Что-то подсказывало мне: она говорит правду. Майлин говорила что-то ещё, но всё это уже не имело значения, и я ничего не понимал, будто она говорила на другом языке.

Нет тела! Эта мысль билась в моей голове, звучала громче и громче, пока я не завизжал в том же ритме. В голове звучали только удары, и я ничего не понимал. Теперь Майлин смотрела не в пространство, а на меня, и мне казалось, что она пытается добраться сквозь этот грохот до моего мозга. Но ничего не действовало. Я не Крип Борланд и никогда не буду им снова, я — Джорт!

Я слышал звуки и видел Майлин сквозь красный туман — её большие глаза, шевелящиеся губы. Её команды доносились откуда-то издалека, заглушаемые грохотом. Я был Джортом, я был смертью, я — охотник…

Затем я пошёл по следу, обнаруженному в кустах у реки. Свежий сильный запах наполнил мои ноздри. Убить… Только ради убийства стоит ещё немного пожить. Нельзя быть беспечным, барск коварен… барск…

Зверь с вековой хитростью владел моим мозгом. Пусть Джорт будет полностью Джортом. Я отогнал, спрятал как ненужные остатки то, что когда-то было человеком, и следил за выходом зверя на его извечное дело — охоту. Я различал три разных запаха, смешанные вместе. Не казы — эти люди шли пешком, и вокруг одного распространялся тошнотворный запах, говоривший о повреждении тела. Трое направлялись к холмам. Их можно выследить, но для этого потребуется хитрость. Туда носом, сюда носом, следить издали за всем, что может оказаться засадой. Возможно, человеческая хитрость всё ещё сочеталась во мне со звериной.

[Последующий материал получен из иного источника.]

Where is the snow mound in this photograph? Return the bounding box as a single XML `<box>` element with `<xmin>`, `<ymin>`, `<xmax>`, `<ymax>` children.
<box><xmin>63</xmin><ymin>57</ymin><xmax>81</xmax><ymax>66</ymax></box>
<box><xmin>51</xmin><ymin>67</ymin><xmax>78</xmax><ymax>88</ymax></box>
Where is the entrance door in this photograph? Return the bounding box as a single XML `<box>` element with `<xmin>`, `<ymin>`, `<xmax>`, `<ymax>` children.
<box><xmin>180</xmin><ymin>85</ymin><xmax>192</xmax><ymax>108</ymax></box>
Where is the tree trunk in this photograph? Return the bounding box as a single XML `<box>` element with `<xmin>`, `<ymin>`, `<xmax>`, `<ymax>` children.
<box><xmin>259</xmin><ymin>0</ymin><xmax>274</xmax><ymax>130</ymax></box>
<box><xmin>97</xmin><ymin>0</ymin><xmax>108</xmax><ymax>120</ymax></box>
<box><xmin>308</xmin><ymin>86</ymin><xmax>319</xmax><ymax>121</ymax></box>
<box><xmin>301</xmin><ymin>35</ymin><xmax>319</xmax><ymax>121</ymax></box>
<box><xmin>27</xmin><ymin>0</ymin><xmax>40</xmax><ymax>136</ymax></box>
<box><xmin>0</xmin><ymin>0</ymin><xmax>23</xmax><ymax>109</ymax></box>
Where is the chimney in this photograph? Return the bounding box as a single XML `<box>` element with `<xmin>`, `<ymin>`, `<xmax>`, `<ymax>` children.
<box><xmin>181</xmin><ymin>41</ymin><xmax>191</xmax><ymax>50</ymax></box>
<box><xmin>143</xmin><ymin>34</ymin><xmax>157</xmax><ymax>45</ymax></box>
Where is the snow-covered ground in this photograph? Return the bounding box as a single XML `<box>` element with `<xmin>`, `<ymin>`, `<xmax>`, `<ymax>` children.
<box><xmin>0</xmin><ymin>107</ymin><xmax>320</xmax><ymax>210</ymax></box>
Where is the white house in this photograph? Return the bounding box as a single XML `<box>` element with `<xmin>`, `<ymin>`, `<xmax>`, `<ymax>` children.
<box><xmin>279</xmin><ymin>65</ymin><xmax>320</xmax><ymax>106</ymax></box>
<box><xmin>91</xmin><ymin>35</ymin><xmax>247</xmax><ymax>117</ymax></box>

Похоже, они не смогли подняться по более крутым склонам. Вероятно, раненому было трудно идти, потому что перед его следами отпечатались следы более лёгкие.

Я нашёл место, где они останавливались. Там виднелись окровавленные тряпки, которые я пренебрежительно обнюхал. Однако люди упорно шли вперёд, к границам земель Осколда. Я бежал по следу захватчиков, ни на секунду не допуская, что у меня отнимут добычу.

Что-то постоянно пыталось коснуться моего разума откуда-то издалека, хотя я и поставил барьер против этого, отказавшись открываться зову. Я был Джортом, а Джорт охотился — и это было единственной реальностью.

Всё выше и выше… Я добежал до места, где были срублены два молодых деревца, и затем уже шёл по следу только двоих людей. Они несли третьего, их шаг замедлился.

Войдя в овраг между крутыми склонами, я рванулся вперёд, потому что подумал, что моя дичь может остаться внизу на ночлег, но не понёсся наугад, а пополз от одного укрытия к другому. Я не тыкался носом ни во что пахнущее, памятуя о трюке, сыгранном со мной разведчиком.